Cannabis use in teenage years can double the risk of mental illness in the next decade, a major study has revealed.
The study, carried out by a range of European scientists, followed the lives of nearly 2000 young Germans over a ten-year period.
The authors of the study have concluded that using cannabis can actually induce paranoia and hallucinations.
The research team was made up of experts from the Netherlands, Germany, Switzerland and the UK and focussed on over 1900 volunteers, aged 14 to 24, none of whom had any history of psychotic symptoms.
After the initial research, the group was reviewed after three years and then eight years.
The study revealed that those who began to use cannabis for the first time during the study had double the risk of developing psychotic symptoms.
The report states that cannabis “is the most commonly used illicit drug in the world, particularly among adolescents”, and goes on to say that its use “is consistently associated with mental illness, in particular psychotic disorder.”

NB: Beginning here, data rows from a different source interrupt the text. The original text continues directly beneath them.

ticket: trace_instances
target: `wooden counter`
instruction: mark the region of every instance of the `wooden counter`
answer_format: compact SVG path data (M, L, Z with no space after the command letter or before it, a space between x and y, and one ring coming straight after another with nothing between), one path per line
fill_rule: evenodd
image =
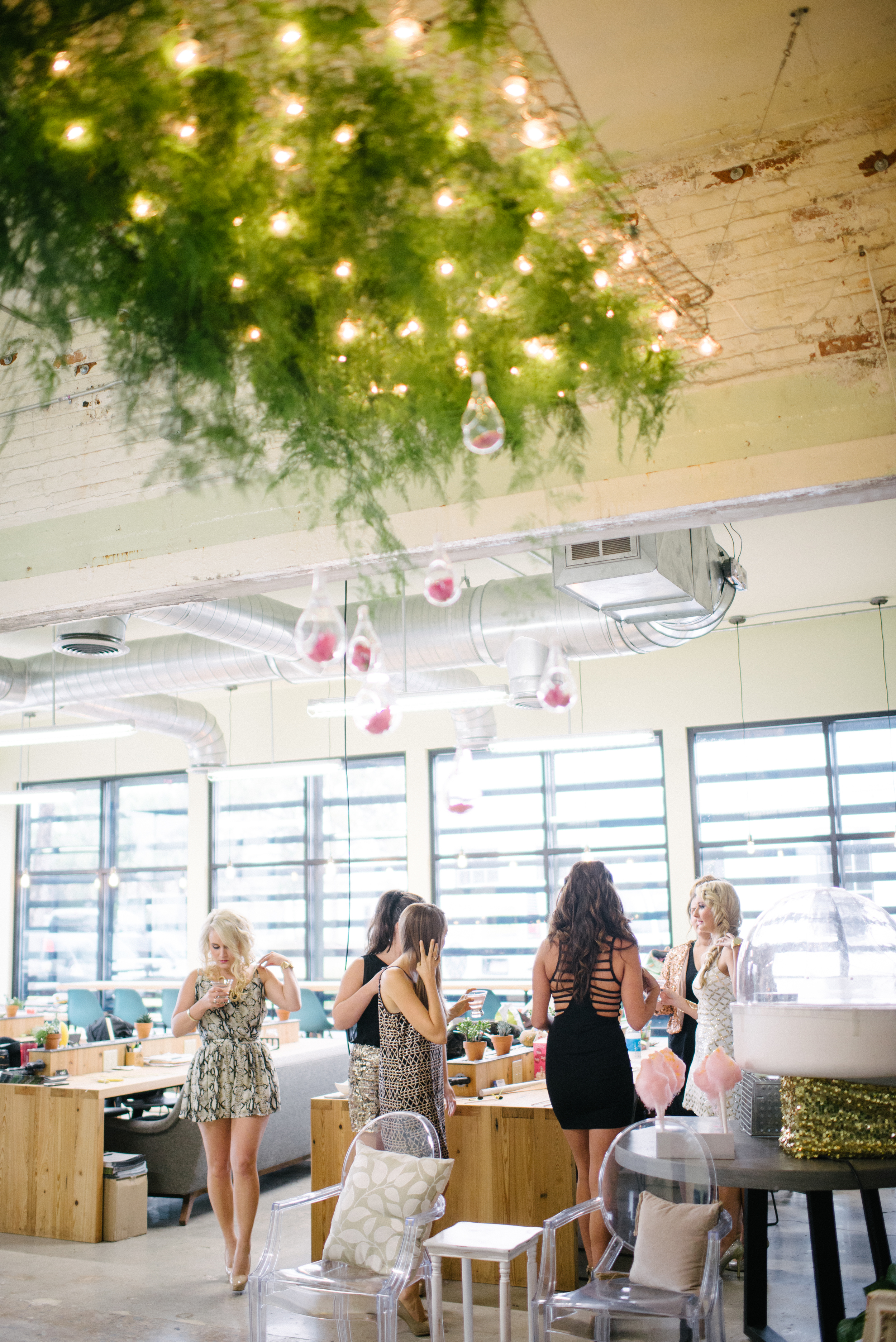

Psychotic episodes among both users and non-users of the drug were then reviewed throughout the ten year period and the statistics showed that cannabis use “significantly increased the risk of incident psychotic experiences.”
Other factors likely to trigger psychosis, such as childhood trauma, social background and growing up in an urban environment, were also taken into account.
Reporting their findings in leading medical periodical the British Medical Journal (BMJ), the research team said: “Cannabis use precedes the onset of psychotic symptoms in individuals with no history of psychotic experiences.”
The article also stated: “Continued cannabis use might increase the risk for psychotic disorder by impacting on the persistence of symptoms.”
And the scientists found there was no evidence that psychotic symptoms themselves led to later cannabis use.
“Wall of evidence”
The study’s findings will be of significance to the debate as to whether the link between cannabis and psychosis is causal.
Sir Robin Murray, Professor of Psychiatric Research at King’s College, London, said the research was “one of ten prospective studies all pointing in this same direction”.
He went on: “This study adds a further brick to the wall of evidence showing that use of traditional cannabis is a contributory cause of psychoses like schizophrenia.
“It adds new information by showing that it is those who show psychotic symptoms within a few years of initiating cannabis use who are especially likely to develop persistent psychotic symptoms if they persist in their use of cannabis.”
Previous research has shown that 25 per cent of the population has a genetic predisposition which makes them ten times more likely to develop psychosis and other schizophrenia like symptoms, if they use cannabis.
In a BMJ commentary, Professor Wayne Hall from the University of Queensland and Professor Louisa Degenhardt from the Burnet Institute in Melbourne said that the link is biologically plausible and recommended that young people should be given more information about the risks.
“The case is strengthened by evidence that regular cannabis use in adolescence predicts poorer educational outcomes, increased risk of using other illicit drugs, increased risk of depression and poorer social relationships in early adulthood”, they said.
The research is likely to strengthen the widespread public opposition to the legalisation of the drug.
In January last year, the annual British Social Attitudes survey found that 58 per cent of people agreed that cannabis should be illegal.
Researchers concluded that the rise from 46 per cent in 2001 reflects “increased concern about its dangers”.
In 2001 almost half (46 per cent) of people surveyed said cannabis was less damaging than some people believed. But in light of widespread evidence linking it to mental illness the figure dropped to just 24 per cent.
Elizabeth Fuller, co-author of the official survey report, comments: “After 20 years, during which opinion has become more liberal, recent years have seen a return to a more restrictive view about cannabis.
“Its recent reclassification back to Class B appears to be in tune with this hardening of public attitudes, which seems to reflect growing concern about the impact cannabis can have on individuals and society as a whole.”